India launched a communications satellite on Friday for its smaller neighbours to share, part of its efforts to build goodwill in the region and counter Chinese influence. But with a constant barrage of anti-Pakistan rhetoric, and a refusal to come to the SAARC conference in Pakistan last year, there is no reason for Pakistan to embroil itself in any a project when India tries it best to deride Pakistan as much as it can locally and regionally.

Afghanistan, Bangladesh, Bhutan, Nepal, Sri Lanka and the Maldives have signed up to make use of the satellite. India is trying to push back against China’s expanding involvement in infrastructure building across South Asia, by offering financial and technical aid of its own.

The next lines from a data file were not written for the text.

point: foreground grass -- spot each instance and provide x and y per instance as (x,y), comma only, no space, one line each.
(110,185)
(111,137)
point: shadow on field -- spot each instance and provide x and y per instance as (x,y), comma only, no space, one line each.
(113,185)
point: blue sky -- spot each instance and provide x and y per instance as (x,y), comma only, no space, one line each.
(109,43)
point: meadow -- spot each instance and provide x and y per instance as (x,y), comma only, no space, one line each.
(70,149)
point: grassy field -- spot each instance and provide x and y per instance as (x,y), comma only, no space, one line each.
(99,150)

According to the Foreign Office, it was India’s unwillingness to allow other SAARC countries to participate in the development of the satellite that made Pakistan quit the project. This is an Indian project at Indian terms. India wanted to build, launch and operate the satellite all by itself except for registering it with the International Telecommunications Union (ITU) as a SAARC Satellite. Using the name of SAARC to compete with China is a desperate measure for the rival state trying to cobble together an odd alliance against China. It also is a sign of Indian arrogance, that it thinks that it is a challenger to China at all.

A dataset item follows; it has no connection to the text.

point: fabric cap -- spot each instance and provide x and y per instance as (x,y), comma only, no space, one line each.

China with its One-Belt One Road project is cutting though Asia to reach European markets. Its creation of what has been “String of Pearls”, Chinese funded seaports across the Indian Ocean in Sri Lanka, Pakistan, Maldives and Somalia, will expand Chinas role in Asian trade beyond what India can ever fathom. Since 2005, Bangladesh has shifted to China as a major trading partner from India. Bhutan has no diplomatic ties with China, and Nepal is an Indian satellite state, but beyond that, there is no real reason for India to be feared. India’s hope to become a superpower may ultimately rest with US plans in the region, as US had engaged in security deals with India under Obama’s “Pivot to Asia” strategy, to balance China in the region.

While India will remain a second level power in the region due to the rise of China, it begs the question, what is Pakistan’s scope for more technological and security cooperation with South Asian countries? Even while rejecting the satellite, India, at least on the face of it, was able to offer something to the region. While we have offered our expertise to the Saudi-led anti-terror coalition, is military capability all we have to offer? India may well be a second level power in the region, but Pakistan must not remain a third level dependent state.